🤖 AI Summary
Existing methodologies—such as SPEC CPU2017, Design of Experiments (DoE), and Randomized Controlled Trials (RCTs)—struggle to accurately attribute overall system performance to individual hardware components due to their inability to effectively isolate component-level contributions, resulting in substantial evaluation variability (SPEC score deviations ranging from 12.16% to 436.80%). This work proposes a novel methodology that integrates controlled experimentation with a theoretical attribution model, enabling, for the first time, precise and stable attribution of system performance to specific hardware components. The proposed approach significantly outperforms conventional techniques, offering high cost-effectiveness while overcoming inherent limitations in component evaluation and system design present in current practices.
📝 Abstract
In a computer system, multiple indispensable components-such as the CPU, memory, and others-work together with other essential components to produce an overall effect, which can only be measured on an independently running system. Since the system operates as an integrated whole, isolating the effect of individual components is challenging. Accurately attributing the system's overall effect to its specific component is crucial for both computer design and evaluation.
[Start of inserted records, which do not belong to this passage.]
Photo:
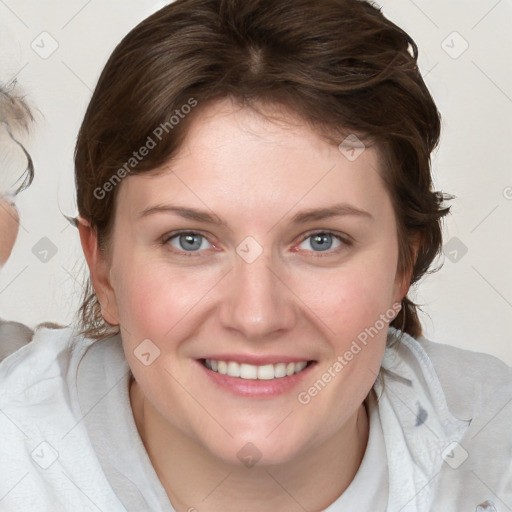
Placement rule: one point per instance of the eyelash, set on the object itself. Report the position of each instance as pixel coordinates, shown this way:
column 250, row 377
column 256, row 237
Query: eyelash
column 344, row 239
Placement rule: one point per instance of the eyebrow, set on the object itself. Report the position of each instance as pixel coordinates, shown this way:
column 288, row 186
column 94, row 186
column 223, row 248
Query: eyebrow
column 313, row 214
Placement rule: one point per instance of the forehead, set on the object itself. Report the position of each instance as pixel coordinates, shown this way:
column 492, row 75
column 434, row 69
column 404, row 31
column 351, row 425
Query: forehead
column 257, row 161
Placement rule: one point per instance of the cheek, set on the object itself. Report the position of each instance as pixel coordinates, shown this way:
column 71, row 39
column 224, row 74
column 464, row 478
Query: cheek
column 152, row 297
column 353, row 296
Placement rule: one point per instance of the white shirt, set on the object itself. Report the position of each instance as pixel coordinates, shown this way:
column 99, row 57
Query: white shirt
column 69, row 442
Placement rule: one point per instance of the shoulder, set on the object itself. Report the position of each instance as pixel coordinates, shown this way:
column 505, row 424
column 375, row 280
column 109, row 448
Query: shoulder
column 41, row 365
column 470, row 381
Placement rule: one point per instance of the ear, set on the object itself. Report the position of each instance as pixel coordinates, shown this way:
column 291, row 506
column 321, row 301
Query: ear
column 403, row 282
column 99, row 270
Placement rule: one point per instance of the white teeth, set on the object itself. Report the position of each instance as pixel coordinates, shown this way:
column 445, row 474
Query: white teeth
column 249, row 371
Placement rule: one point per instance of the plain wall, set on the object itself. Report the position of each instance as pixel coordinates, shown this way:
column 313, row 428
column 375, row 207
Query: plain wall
column 468, row 303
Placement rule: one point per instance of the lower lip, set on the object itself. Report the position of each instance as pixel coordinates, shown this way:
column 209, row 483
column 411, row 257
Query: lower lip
column 255, row 388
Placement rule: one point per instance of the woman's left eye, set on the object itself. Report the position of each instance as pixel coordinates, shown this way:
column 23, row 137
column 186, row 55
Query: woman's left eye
column 188, row 241
column 323, row 241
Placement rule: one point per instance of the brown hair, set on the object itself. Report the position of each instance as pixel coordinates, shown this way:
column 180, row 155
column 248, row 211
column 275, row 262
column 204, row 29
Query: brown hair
column 338, row 64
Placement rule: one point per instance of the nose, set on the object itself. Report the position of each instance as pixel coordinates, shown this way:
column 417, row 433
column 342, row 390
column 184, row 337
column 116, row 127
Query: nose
column 257, row 301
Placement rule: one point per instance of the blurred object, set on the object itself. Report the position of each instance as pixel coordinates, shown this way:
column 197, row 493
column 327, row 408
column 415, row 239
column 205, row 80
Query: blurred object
column 16, row 166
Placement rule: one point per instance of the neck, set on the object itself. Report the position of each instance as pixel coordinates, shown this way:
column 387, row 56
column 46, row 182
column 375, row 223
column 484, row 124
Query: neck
column 194, row 479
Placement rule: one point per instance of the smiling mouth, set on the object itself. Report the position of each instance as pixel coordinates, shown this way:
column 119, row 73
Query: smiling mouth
column 254, row 372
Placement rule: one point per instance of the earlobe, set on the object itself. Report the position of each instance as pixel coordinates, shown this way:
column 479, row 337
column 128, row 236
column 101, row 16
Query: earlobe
column 404, row 281
column 99, row 271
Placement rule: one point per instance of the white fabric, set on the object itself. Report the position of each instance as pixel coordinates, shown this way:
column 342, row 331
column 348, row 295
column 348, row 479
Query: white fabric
column 68, row 440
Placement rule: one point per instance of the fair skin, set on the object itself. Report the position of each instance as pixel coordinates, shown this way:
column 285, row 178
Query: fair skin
column 9, row 226
column 294, row 299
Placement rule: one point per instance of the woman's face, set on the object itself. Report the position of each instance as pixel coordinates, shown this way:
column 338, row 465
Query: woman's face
column 288, row 253
column 9, row 225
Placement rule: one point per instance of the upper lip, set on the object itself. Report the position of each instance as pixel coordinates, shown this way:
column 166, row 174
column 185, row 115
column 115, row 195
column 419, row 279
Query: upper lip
column 256, row 360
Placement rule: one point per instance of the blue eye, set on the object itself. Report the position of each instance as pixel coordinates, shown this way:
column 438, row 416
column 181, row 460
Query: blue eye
column 187, row 241
column 323, row 241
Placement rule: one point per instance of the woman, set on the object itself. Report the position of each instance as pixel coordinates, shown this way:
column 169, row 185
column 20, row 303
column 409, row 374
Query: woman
column 15, row 118
column 253, row 182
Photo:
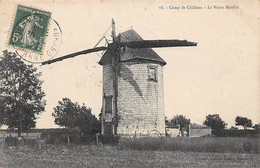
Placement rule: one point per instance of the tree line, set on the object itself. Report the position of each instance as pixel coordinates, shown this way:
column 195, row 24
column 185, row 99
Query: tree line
column 214, row 121
column 22, row 101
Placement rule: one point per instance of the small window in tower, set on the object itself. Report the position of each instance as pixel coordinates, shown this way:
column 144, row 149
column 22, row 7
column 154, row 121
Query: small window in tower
column 152, row 74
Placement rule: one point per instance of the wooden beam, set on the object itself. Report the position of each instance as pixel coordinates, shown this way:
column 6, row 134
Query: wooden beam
column 157, row 43
column 75, row 54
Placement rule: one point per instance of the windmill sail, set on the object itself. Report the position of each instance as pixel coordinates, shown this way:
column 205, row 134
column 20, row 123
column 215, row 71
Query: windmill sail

Taking CPU evaluation as a benchmark, our experiments reveal that the general-purpose rigorous methodologies, like DoE, RCTs, can not address this issue efficiently; A single-purpose empirical methodology, SPEC CPU2017, which is the industry-standard CPU benchmark, only reports the overall effect. Even more concerningly, for the identical CPU, the undefined configurations of other indispensable components introduce uncontrolled variability, with the SPEC scores fluctuating from 12.16\% to 436.80\%.
We propose a rigorous methodology that can attribute the overall effect to its specific component, which can be utilized in computer component evaluations and design, as well as in other areas. Through theoretical analysis and pioneering controlled experiments, we systematically compare our methodology against three established methodologies: SPEC CPU2017, DoE, and RCTs. The results show our methodology can achieve its goal in a cost-efficient way, while others exhibit inherent limitations.